Thirty μm thick brain tissue sections were washed with PBS. Then the sections were blocked by 8% BSA for 2 h and then treated overnight at 4 °C with primary antibody (Iba1, 1:200, Wako, Osaka, Japan). Brain sections were subsequently washed and incubated with Alexa Flour 488 (1:500, Thermo Fisher, Waltham, MA, USA) for 2 h. Sections were washed and incubated with DAPI (Absin, Shanghai, P R China) for 5 min. After washing, the sections were transferred to slides, and glass coverslips were mounted using mounting medium. Images were captured using Leica TCS SP8 laser scanning confocal microscope. The number of microglia was determined by partition counting, and the cell size was determined by Sholl analysis.

Sholl analysis

Sholl analysis was performed as previously reported [29]. Projected z-stack image with orthogonal views were obtained by Leica TCS SP8 laser scanning confocal microscope in 1 μm steps. The z-stack images were split into single channels using Fiji and stored as 8-bit images. The estimated geometric centre was marked using the point tool in Fiji and the image was analysed with the Fiji plugins Bitmap Sholl Analysis (http://fiji.sc/Sholl_Analysis, version 3.6.8). The manual method was carried out by digitally tracing rings centred at the soma centre and intersections counted. All Sholl analyses were carried out at 2 μm intervals to a maximum radius of 24 μm.

Statistical analysis

All data are expressed as the mean ± standard deviation (SD). Statistical analysis of data was performed using one-way analysis of variance (ANOVA) and Tukey′s multiple comparisons test. A P value of < 0.05 was considered significant. GraphPad Prism 8 (GraphPad Software, San Diego, CA, USA) was used for statistical analysis. All detailed statistical data are provided in Table S3.

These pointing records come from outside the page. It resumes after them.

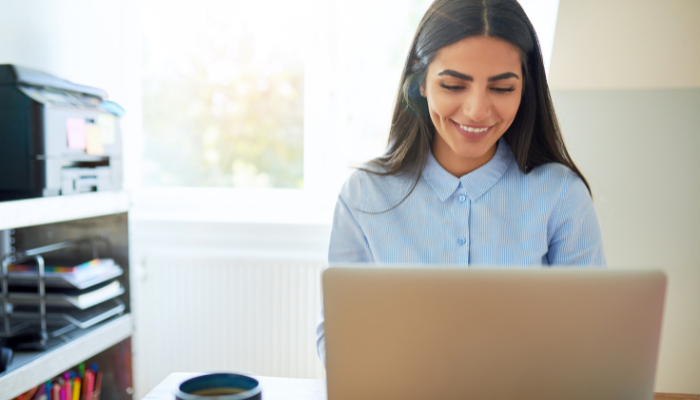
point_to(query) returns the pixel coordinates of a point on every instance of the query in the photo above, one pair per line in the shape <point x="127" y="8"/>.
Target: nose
<point x="477" y="106"/>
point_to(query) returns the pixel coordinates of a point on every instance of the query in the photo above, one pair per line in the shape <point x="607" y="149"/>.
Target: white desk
<point x="272" y="388"/>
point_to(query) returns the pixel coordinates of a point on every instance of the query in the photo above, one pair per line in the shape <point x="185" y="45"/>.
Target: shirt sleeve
<point x="576" y="237"/>
<point x="348" y="244"/>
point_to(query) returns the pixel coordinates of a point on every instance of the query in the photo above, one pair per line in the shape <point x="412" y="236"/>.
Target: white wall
<point x="626" y="84"/>
<point x="626" y="44"/>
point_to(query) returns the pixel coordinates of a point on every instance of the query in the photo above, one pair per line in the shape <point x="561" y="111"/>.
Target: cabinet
<point x="39" y="222"/>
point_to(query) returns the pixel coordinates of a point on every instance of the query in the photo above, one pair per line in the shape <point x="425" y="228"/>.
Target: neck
<point x="456" y="164"/>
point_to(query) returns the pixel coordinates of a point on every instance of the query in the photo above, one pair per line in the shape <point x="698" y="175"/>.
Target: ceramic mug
<point x="221" y="386"/>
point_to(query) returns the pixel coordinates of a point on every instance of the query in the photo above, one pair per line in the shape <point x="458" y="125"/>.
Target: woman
<point x="476" y="171"/>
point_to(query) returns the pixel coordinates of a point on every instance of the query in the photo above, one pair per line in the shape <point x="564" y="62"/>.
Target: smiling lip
<point x="472" y="131"/>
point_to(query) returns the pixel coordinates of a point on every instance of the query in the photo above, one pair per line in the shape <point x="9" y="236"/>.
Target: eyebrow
<point x="464" y="77"/>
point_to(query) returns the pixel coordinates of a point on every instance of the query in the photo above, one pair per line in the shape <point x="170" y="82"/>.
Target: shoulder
<point x="555" y="179"/>
<point x="366" y="189"/>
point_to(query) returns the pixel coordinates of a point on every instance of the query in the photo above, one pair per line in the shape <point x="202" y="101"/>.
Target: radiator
<point x="225" y="313"/>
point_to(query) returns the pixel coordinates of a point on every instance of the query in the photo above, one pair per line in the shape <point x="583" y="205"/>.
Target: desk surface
<point x="273" y="388"/>
<point x="302" y="389"/>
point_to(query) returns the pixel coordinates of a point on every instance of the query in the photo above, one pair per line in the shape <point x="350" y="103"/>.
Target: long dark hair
<point x="534" y="136"/>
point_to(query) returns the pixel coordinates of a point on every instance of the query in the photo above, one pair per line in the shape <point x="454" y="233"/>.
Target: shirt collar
<point x="475" y="183"/>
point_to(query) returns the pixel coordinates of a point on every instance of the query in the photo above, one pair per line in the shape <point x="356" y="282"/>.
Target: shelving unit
<point x="47" y="210"/>
<point x="43" y="221"/>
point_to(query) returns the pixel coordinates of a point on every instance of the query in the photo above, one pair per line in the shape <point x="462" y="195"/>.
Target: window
<point x="223" y="85"/>
<point x="243" y="99"/>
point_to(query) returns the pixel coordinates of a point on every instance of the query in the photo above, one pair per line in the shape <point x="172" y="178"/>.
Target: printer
<point x="56" y="137"/>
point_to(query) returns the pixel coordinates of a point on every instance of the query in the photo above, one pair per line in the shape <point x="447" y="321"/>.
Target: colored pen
<point x="76" y="389"/>
<point x="56" y="392"/>
<point x="98" y="386"/>
<point x="66" y="382"/>
<point x="88" y="384"/>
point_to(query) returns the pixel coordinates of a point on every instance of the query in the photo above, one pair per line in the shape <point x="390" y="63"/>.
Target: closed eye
<point x="503" y="90"/>
<point x="452" y="88"/>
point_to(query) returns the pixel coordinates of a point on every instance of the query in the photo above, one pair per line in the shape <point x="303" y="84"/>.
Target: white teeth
<point x="477" y="130"/>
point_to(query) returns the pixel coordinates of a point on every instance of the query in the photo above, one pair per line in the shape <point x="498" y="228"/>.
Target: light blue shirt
<point x="495" y="215"/>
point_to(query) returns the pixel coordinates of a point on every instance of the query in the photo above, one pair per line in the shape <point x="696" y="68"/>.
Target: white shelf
<point x="30" y="369"/>
<point x="47" y="210"/>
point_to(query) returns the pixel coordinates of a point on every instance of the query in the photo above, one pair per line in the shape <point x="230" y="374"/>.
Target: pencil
<point x="98" y="386"/>
<point x="76" y="389"/>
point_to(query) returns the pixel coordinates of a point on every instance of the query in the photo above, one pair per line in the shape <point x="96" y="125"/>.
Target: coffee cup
<point x="222" y="386"/>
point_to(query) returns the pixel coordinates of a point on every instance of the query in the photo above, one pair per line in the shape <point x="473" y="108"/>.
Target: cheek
<point x="508" y="108"/>
<point x="442" y="106"/>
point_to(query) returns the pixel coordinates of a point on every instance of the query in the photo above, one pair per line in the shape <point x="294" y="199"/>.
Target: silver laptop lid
<point x="420" y="333"/>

MS induced more apparent anxiety-like behavior while LPS induced more apparent depressive-like behavior

After 5 days of LPS injection, the mice showed significant body weight loss, while there was no statistical difference between the MS and the Con group (Fig. 1B). There was no significant difference in the total distance traveled by each group in the OFT (Fig. 1C), indicating that the behavioral differences were not caused by impaired motor ability. Compared with the Con group, mice in the MS and LPS group showed less preference in the central region of the OFT (Fig. 1D, E) and the open arms of the EPM (Fig. 1F), as well as the increased immobility time in the FST (Fig. 1G) and the TST (Fig. 1H). When compared with the MS group, mice in LPS group spent more time in the central region of the OFT (Fig. 1D, E) and the open arms of the EPM (Fig. 1F), and more immobility time in the FST (Fig. 1G) and the TST (Fig. 1H). These results suggested that both MS and LPS treatment could lead to anxiety-like and depressive-like behavior. MS induced more apparent anxiety-like behavior while LPS induced more apparent depressive-like behavior.

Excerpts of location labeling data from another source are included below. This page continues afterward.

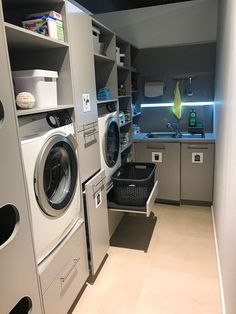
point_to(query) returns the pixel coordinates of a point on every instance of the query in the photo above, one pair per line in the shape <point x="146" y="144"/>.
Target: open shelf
<point x="22" y="39"/>
<point x="25" y="112"/>
<point x="101" y="58"/>
<point x="106" y="101"/>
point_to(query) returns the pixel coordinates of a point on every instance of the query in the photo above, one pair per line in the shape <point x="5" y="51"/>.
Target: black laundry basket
<point x="133" y="182"/>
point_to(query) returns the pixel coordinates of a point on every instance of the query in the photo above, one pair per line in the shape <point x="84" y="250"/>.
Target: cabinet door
<point x="97" y="219"/>
<point x="167" y="158"/>
<point x="19" y="280"/>
<point x="197" y="164"/>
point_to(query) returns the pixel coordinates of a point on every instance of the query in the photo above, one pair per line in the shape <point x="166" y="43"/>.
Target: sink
<point x="161" y="135"/>
<point x="172" y="135"/>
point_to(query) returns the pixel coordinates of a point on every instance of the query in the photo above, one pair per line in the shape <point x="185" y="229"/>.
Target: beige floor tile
<point x="177" y="275"/>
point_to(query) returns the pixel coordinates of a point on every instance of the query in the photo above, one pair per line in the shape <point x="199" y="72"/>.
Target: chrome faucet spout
<point x="175" y="127"/>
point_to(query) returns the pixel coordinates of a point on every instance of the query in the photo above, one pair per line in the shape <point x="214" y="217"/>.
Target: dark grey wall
<point x="155" y="119"/>
<point x="168" y="63"/>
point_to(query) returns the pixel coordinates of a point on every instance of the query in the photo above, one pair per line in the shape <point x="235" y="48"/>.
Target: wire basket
<point x="133" y="183"/>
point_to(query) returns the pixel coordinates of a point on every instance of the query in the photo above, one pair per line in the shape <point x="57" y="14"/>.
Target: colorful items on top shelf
<point x="46" y="23"/>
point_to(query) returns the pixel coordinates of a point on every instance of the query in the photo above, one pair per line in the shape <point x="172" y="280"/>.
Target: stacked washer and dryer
<point x="50" y="158"/>
<point x="109" y="136"/>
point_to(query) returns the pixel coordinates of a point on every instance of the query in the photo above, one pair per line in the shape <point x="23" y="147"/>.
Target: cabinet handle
<point x="63" y="279"/>
<point x="197" y="147"/>
<point x="156" y="147"/>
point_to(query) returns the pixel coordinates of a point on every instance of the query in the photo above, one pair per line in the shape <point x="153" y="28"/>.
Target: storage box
<point x="59" y="22"/>
<point x="98" y="46"/>
<point x="133" y="183"/>
<point x="40" y="83"/>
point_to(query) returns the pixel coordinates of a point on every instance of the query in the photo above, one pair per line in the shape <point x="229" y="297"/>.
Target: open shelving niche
<point x="29" y="50"/>
<point x="105" y="65"/>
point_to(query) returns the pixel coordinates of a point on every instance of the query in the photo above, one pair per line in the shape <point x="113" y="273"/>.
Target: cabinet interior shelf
<point x="101" y="58"/>
<point x="106" y="101"/>
<point x="126" y="123"/>
<point x="25" y="112"/>
<point x="136" y="114"/>
<point x="123" y="68"/>
<point x="21" y="39"/>
<point x="125" y="147"/>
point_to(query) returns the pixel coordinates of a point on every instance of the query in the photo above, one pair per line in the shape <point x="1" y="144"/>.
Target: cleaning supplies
<point x="192" y="121"/>
<point x="177" y="102"/>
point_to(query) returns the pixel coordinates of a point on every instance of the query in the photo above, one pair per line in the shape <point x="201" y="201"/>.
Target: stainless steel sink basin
<point x="161" y="135"/>
<point x="172" y="135"/>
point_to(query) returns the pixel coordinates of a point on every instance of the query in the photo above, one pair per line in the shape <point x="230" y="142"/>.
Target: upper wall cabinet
<point x="46" y="49"/>
<point x="105" y="63"/>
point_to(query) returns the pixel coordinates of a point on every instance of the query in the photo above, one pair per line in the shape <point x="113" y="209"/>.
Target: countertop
<point x="142" y="137"/>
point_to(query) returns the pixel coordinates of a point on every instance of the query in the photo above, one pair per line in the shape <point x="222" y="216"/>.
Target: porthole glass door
<point x="56" y="175"/>
<point x="112" y="143"/>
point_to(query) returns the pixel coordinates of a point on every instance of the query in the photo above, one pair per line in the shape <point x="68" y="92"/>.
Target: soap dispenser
<point x="192" y="118"/>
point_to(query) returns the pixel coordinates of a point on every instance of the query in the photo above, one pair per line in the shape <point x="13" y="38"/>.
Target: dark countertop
<point x="142" y="137"/>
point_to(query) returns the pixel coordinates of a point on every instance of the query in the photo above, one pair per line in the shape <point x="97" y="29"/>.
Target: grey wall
<point x="171" y="63"/>
<point x="225" y="166"/>
<point x="166" y="25"/>
<point x="168" y="63"/>
<point x="155" y="119"/>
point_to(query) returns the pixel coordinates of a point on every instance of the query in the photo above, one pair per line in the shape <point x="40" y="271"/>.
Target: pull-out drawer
<point x="97" y="220"/>
<point x="64" y="272"/>
<point x="134" y="209"/>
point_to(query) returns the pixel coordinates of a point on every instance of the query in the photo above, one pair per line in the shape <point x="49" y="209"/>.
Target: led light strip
<point x="201" y="103"/>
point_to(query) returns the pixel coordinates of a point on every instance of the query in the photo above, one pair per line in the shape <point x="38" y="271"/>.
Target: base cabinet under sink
<point x="197" y="170"/>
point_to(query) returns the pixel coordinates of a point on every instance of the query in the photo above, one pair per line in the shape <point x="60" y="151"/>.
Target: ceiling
<point x="103" y="6"/>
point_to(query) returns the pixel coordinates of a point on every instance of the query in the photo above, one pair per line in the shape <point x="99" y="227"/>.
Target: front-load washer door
<point x="111" y="146"/>
<point x="56" y="175"/>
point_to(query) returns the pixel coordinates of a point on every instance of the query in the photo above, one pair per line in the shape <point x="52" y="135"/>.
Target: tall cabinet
<point x="19" y="284"/>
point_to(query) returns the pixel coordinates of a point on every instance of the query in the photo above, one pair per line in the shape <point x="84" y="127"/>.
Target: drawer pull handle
<point x="197" y="147"/>
<point x="156" y="147"/>
<point x="76" y="260"/>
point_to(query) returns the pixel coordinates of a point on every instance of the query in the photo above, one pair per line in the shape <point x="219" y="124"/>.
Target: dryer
<point x="51" y="171"/>
<point x="109" y="136"/>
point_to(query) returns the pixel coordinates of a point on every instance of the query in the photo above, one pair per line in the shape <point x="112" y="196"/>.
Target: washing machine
<point x="51" y="171"/>
<point x="109" y="138"/>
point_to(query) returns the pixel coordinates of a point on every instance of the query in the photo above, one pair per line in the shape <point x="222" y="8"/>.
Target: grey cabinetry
<point x="167" y="158"/>
<point x="197" y="163"/>
<point x="19" y="280"/>
<point x="84" y="88"/>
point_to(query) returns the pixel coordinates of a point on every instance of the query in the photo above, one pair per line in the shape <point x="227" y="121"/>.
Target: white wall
<point x="165" y="25"/>
<point x="225" y="167"/>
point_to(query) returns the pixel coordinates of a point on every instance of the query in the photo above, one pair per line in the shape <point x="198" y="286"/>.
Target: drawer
<point x="64" y="272"/>
<point x="135" y="209"/>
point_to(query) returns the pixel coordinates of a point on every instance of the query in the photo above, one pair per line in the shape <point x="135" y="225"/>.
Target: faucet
<point x="174" y="127"/>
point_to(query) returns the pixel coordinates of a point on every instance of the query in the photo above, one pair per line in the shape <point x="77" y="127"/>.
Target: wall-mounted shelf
<point x="106" y="101"/>
<point x="126" y="147"/>
<point x="21" y="39"/>
<point x="25" y="112"/>
<point x="101" y="58"/>
<point x="136" y="115"/>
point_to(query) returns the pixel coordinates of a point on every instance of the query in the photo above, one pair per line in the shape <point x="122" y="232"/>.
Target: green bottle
<point x="192" y="118"/>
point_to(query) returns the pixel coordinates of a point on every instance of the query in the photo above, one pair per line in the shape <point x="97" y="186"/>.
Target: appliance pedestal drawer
<point x="134" y="209"/>
<point x="64" y="272"/>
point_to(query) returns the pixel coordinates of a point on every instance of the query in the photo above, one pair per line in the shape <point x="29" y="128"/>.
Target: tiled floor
<point x="178" y="274"/>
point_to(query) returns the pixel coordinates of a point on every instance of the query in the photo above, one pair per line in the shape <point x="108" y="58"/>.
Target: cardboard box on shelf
<point x="47" y="23"/>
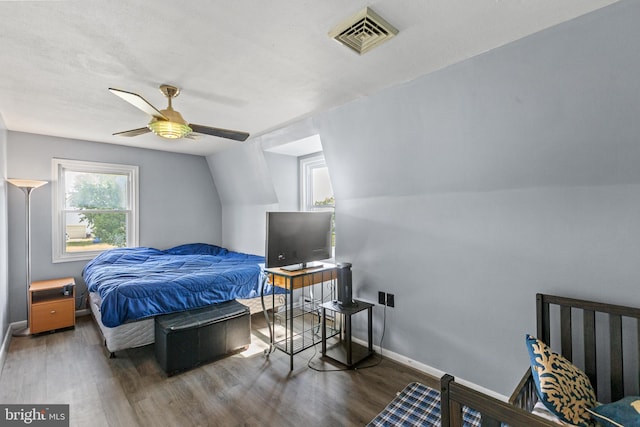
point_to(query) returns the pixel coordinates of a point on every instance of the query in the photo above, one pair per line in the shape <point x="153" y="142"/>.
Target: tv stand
<point x="301" y="324"/>
<point x="302" y="266"/>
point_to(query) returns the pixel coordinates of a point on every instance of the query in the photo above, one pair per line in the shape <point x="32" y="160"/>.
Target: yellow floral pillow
<point x="562" y="387"/>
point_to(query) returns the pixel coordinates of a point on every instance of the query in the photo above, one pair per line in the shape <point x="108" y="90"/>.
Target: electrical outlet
<point x="382" y="298"/>
<point x="391" y="300"/>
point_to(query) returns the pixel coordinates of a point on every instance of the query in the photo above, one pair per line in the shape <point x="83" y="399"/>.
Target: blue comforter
<point x="135" y="283"/>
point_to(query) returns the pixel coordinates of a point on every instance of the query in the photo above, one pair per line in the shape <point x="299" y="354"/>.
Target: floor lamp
<point x="27" y="185"/>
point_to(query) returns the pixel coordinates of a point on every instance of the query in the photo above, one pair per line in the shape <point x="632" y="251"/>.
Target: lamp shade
<point x="170" y="130"/>
<point x="26" y="183"/>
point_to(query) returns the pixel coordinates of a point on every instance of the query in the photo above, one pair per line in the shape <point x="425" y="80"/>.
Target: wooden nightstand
<point x="52" y="304"/>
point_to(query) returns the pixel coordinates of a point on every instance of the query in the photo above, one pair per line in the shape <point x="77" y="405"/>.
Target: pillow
<point x="541" y="411"/>
<point x="623" y="413"/>
<point x="563" y="388"/>
<point x="197" y="249"/>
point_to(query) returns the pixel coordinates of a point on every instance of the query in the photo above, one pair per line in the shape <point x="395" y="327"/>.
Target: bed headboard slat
<point x="595" y="337"/>
<point x="617" y="376"/>
<point x="565" y="332"/>
<point x="542" y="319"/>
<point x="590" y="358"/>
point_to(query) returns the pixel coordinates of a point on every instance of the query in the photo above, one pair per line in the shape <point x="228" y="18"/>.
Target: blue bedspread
<point x="135" y="283"/>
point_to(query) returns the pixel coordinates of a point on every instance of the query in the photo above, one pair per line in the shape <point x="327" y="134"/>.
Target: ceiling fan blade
<point x="133" y="132"/>
<point x="222" y="133"/>
<point x="139" y="102"/>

Experimental design and behavioral changes of mice after MS/LPS and fluoxetine administration. A Experimental design. B Body weight of mice on PD31. C Distance traveled in the OFT. D Time in the central area of the OFT. E Representative tracks of mice in the OFT. F Time spent in the open arms of the EPM. G Immobility time in the FST. H Immobility time in the TST. *, compared with the Con group; ^#, compared between the groups. * / ^#, P < 0.05; ** / ^##, P < 0.01; *** / ^###, P < 0.001. (n = 8 per group)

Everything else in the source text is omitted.